My Ultrasonic Distance Sensor Keeps Reading 0 Cm
This article is a guide about the Ultrasonic Sensor HC-SR04. Nosotros'll explain how it works, bear witness you lot some of its features and share an Arduino projection example you can follow to integrate into your projects. We provide a schematic diagram on how to wire the ultrasonic sensor and an example sketch with the Arduino.
Description
The HC-SR04 ultrasonic sensor uses sonar to make up one's mind the altitude to an object. This sensor reads from 2cm to 400cm (0.8inch to 157inch) with an accuracy of 0.3cm (0.1inches), which is good for virtually hobbyist projects. In addition, this particular module comes with ultrasonic transmitter and receiver modules.
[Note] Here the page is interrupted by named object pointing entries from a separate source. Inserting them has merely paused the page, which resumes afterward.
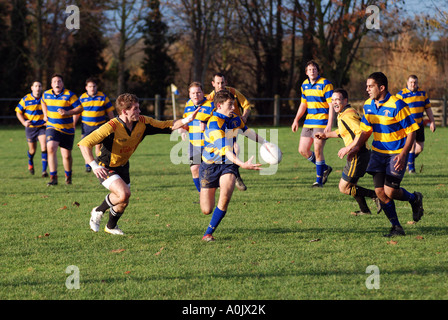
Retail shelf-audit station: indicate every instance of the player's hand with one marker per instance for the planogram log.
(251, 166)
(101, 172)
(62, 112)
(295, 126)
(432, 126)
(351, 153)
(400, 162)
(342, 152)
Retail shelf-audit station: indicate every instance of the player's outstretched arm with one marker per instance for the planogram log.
(248, 165)
(252, 135)
(181, 122)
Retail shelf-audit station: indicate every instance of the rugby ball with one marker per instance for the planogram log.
(270, 153)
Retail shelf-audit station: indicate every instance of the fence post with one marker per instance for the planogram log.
(276, 110)
(157, 107)
(444, 111)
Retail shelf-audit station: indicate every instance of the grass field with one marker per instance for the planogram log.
(280, 240)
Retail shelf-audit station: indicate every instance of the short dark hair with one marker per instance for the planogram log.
(380, 79)
(125, 101)
(342, 92)
(91, 79)
(222, 96)
(314, 63)
(195, 84)
(57, 75)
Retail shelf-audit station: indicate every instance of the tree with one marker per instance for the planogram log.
(127, 20)
(84, 53)
(158, 67)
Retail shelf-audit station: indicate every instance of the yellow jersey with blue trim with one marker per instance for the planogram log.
(66, 100)
(31, 109)
(417, 102)
(196, 135)
(317, 97)
(241, 103)
(119, 143)
(390, 124)
(220, 136)
(95, 108)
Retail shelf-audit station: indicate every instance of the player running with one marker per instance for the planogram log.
(120, 138)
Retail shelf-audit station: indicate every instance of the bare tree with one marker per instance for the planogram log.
(127, 18)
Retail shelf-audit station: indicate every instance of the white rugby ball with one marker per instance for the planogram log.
(270, 153)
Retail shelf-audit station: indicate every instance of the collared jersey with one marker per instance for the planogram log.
(95, 108)
(118, 143)
(241, 103)
(390, 123)
(417, 101)
(65, 100)
(220, 136)
(349, 125)
(196, 136)
(317, 98)
(31, 109)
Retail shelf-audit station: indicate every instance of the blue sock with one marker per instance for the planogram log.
(197, 184)
(320, 168)
(218, 214)
(411, 161)
(407, 196)
(391, 213)
(312, 158)
(44, 161)
(30, 158)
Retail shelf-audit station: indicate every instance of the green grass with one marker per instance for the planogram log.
(264, 248)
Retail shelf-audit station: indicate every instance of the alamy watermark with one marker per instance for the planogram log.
(373, 20)
(72, 21)
(373, 281)
(179, 153)
(72, 281)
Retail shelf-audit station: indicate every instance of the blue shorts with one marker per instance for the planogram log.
(86, 130)
(384, 163)
(195, 154)
(32, 133)
(209, 174)
(65, 140)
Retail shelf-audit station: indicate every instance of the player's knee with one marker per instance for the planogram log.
(206, 211)
(123, 197)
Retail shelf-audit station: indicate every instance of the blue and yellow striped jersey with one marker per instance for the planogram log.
(196, 136)
(417, 101)
(66, 100)
(317, 97)
(31, 109)
(220, 135)
(390, 124)
(95, 108)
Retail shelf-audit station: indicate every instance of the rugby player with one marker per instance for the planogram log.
(219, 162)
(96, 110)
(389, 120)
(316, 96)
(348, 129)
(418, 103)
(59, 105)
(120, 137)
(242, 109)
(29, 112)
(197, 126)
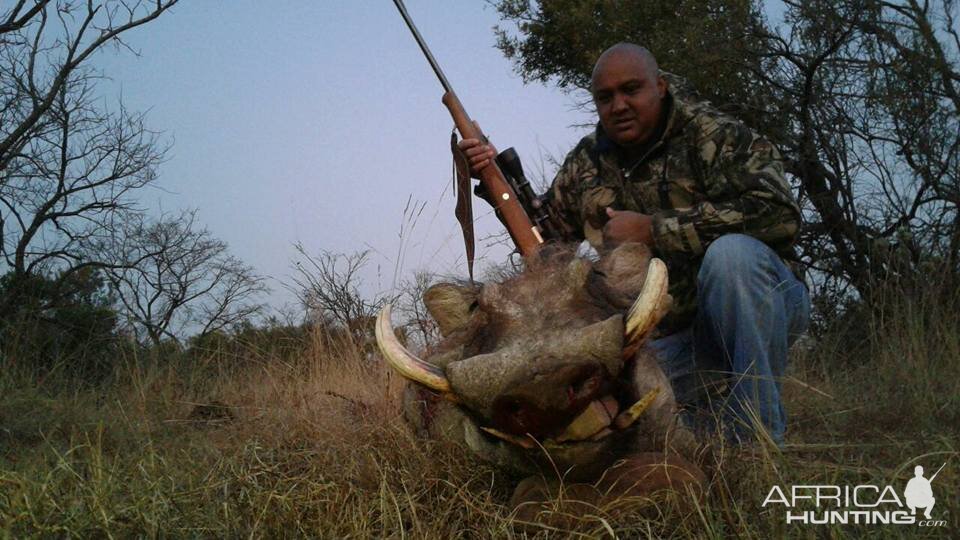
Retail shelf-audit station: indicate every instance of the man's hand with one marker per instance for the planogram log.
(624, 226)
(478, 153)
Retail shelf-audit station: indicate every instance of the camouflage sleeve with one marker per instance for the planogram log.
(563, 197)
(746, 193)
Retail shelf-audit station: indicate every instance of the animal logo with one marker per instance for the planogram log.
(919, 493)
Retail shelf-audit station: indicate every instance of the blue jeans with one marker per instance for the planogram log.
(751, 308)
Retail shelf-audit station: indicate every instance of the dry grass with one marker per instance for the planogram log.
(317, 449)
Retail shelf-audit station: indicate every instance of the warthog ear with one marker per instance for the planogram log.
(624, 270)
(450, 305)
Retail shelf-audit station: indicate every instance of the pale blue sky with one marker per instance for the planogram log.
(315, 122)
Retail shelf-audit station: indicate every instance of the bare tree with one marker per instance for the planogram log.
(328, 286)
(185, 281)
(67, 169)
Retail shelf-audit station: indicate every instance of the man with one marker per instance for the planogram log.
(708, 196)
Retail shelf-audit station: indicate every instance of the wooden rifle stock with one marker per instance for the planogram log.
(524, 233)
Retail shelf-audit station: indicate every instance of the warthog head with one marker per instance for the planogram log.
(547, 363)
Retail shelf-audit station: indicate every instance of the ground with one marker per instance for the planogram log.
(314, 446)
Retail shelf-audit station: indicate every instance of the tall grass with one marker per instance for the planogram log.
(315, 447)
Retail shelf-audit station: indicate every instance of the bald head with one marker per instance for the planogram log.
(628, 93)
(630, 53)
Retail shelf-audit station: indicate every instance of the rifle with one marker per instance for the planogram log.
(526, 236)
(512, 169)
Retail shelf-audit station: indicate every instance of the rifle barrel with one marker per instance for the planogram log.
(423, 46)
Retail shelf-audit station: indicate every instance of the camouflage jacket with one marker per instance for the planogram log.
(708, 175)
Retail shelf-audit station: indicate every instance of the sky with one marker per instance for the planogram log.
(321, 123)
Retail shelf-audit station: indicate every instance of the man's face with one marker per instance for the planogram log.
(628, 98)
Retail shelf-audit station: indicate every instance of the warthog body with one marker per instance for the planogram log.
(546, 372)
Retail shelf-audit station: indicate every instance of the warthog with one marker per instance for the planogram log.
(546, 372)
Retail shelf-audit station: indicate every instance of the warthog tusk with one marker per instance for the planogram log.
(402, 360)
(522, 442)
(629, 416)
(643, 314)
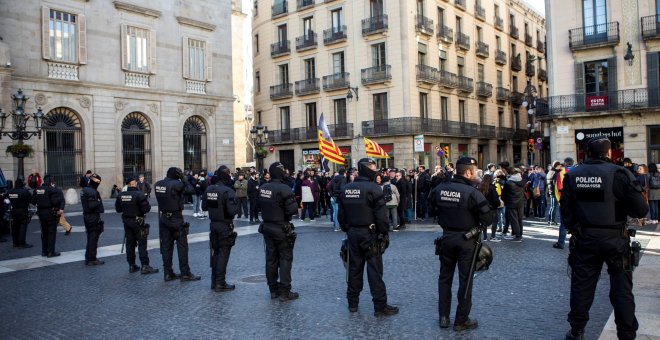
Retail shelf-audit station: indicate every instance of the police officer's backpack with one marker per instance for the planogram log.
(387, 192)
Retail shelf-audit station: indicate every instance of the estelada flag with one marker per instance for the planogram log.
(327, 146)
(374, 150)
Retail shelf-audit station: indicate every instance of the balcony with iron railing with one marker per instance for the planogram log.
(540, 46)
(516, 64)
(281, 91)
(418, 125)
(423, 25)
(513, 32)
(484, 89)
(482, 49)
(500, 57)
(376, 74)
(594, 36)
(499, 23)
(337, 81)
(426, 74)
(445, 34)
(651, 27)
(463, 41)
(280, 48)
(305, 134)
(334, 35)
(375, 24)
(308, 86)
(502, 94)
(448, 79)
(279, 8)
(304, 4)
(633, 101)
(306, 42)
(479, 12)
(465, 84)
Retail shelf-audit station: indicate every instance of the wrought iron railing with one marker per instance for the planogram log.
(596, 35)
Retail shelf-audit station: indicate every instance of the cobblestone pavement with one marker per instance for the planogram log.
(524, 295)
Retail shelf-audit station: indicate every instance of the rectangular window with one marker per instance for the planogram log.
(340, 111)
(380, 106)
(63, 36)
(285, 118)
(423, 105)
(197, 59)
(310, 113)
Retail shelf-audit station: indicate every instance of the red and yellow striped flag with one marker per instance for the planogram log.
(374, 150)
(327, 146)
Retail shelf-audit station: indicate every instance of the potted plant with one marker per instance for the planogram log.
(20, 150)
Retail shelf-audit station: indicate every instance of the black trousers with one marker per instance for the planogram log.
(592, 249)
(19, 229)
(279, 259)
(134, 239)
(220, 232)
(359, 240)
(93, 231)
(48, 223)
(171, 230)
(456, 251)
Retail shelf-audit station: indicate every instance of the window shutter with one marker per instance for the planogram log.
(124, 48)
(208, 60)
(152, 51)
(82, 39)
(653, 81)
(186, 58)
(45, 33)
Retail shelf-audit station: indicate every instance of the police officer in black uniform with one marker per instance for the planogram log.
(219, 200)
(363, 216)
(278, 205)
(171, 226)
(134, 205)
(459, 207)
(92, 209)
(20, 199)
(50, 205)
(595, 202)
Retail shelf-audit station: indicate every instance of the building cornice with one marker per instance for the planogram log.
(123, 6)
(195, 23)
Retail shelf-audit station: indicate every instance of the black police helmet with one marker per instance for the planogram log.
(174, 173)
(364, 168)
(277, 171)
(223, 175)
(598, 147)
(485, 258)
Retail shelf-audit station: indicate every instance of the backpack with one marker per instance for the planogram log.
(387, 191)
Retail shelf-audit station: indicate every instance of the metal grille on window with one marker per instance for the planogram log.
(194, 144)
(63, 155)
(136, 146)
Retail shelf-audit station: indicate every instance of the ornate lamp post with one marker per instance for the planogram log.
(259, 135)
(19, 126)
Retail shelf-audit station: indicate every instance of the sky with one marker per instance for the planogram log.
(538, 5)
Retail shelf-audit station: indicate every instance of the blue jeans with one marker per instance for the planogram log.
(333, 201)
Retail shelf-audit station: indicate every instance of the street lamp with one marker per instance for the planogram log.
(19, 125)
(259, 136)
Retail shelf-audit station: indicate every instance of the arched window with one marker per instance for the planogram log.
(63, 154)
(194, 144)
(136, 146)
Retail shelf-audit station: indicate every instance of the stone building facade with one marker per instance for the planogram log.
(598, 84)
(127, 87)
(452, 71)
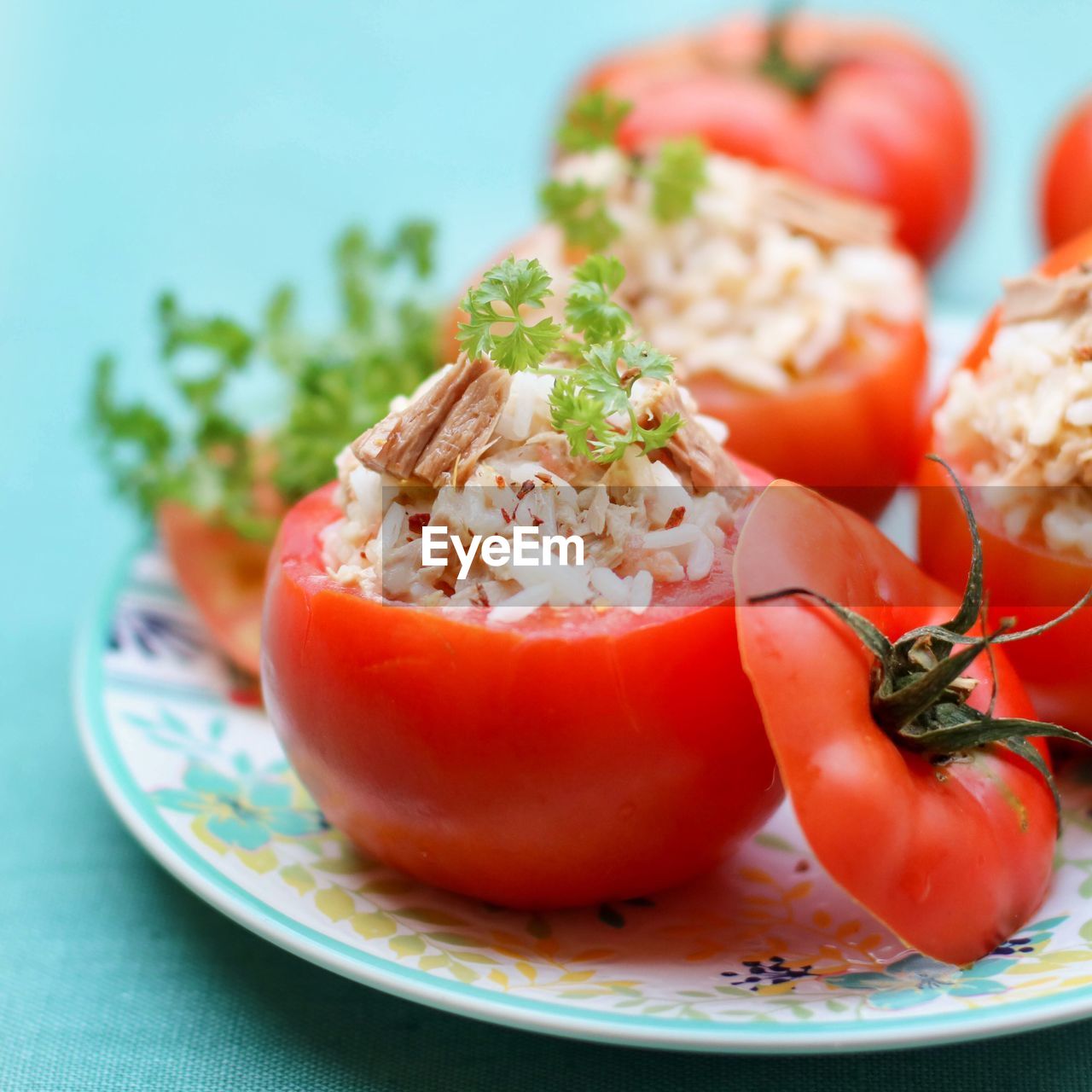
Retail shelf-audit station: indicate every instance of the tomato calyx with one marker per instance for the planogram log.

The following picture shows the HC-SR04 ultrasonic sensor.
The next picture shows the other side of the sensor.
Features
Here'due south a listing of some of the HC-SR04 ultrasonic sensor features and specs—for more information, you should consult the sensor'south datasheet:
- Power Supply :+5V DC
- Quiescent Current : <2mA
- Working Current: 15mA
- Effectual Angle: <fifteen°
- Ranging Distance : 2cm – 400 cm/1″ – 13ft
- Resolution : 0.3 cm
- Measuring Angle: thirty caste
- Trigger Input Pulse width: 10uS TTL pulse
- Repeat Output Bespeak: TTL pulse proportional to the altitude range
- Dimension: 45mm 10 20mm x 15mm
How Does it Piece of work?
The ultrasonic sensor uses sonar to decide the altitude to an object. Here's what happens:
- The ultrasound transmitter (trig pin) emits a high-frequency sound (forty kHz).
- The sound travels through the air. If it finds an object, it bounces back to the module.
- The ultrasound receiver (echo pin) receives the reflected sound (echo).
The time between the manual and reception of the signal allows united states of america to calculate the distance to an object. This is possible because we know the sound's velocity in the air. Here's the formula:
distance to an object = ((speed of sound in the air)*time)/2 - speed of sound in the air at 20ºC (68ºF) =343m/south
HC-SR04 Ultrasonic Sensor Pinout
Here's the pinout of the HC-SR04 Ultrasonic Sensor.
| VCC | Powers the sensor (5V) |
| Trig | Trigger Input Pin |
| Echo | Echo Output Pin |
| GND | Common GND |
Where to purchase?
You tin can check the Ultrasonic Sensor HC-SR04 sensor on Maker Advisor to notice the best toll:
- HC-SR04 Ultrasonic Sensor
Arduino with HC-SR04 Sensor
This sensor is very popular amidst Arduino tinkerers. So, here we provide an example of how to employ the HC-SR04 ultrasonic sensor with the Arduino. In this project, the ultrasonic sensor reads and writes the distance to an object in the serial monitor.
The goal of this project is to help you understand how this sensor works. Then, you should be able to use this example in your ain projects.
Parts Required
Here's a listing of the parts required to follow the next tutorial:
- Arduino UNO – read Best Arduino Starter Kits
- Ultrasonic Sensor (HC-SR04)
- Breadboard
- Jumper wires
You can utilise the preceding links or get directly to MakerAdvisor.com/tools to find all the parts for your projects at the best cost!
Arduino with HC-SR04 Sensor Wiring
Follow the next schematic diagram to wire the HC-SR04 ultrasonic sensor to the Arduino.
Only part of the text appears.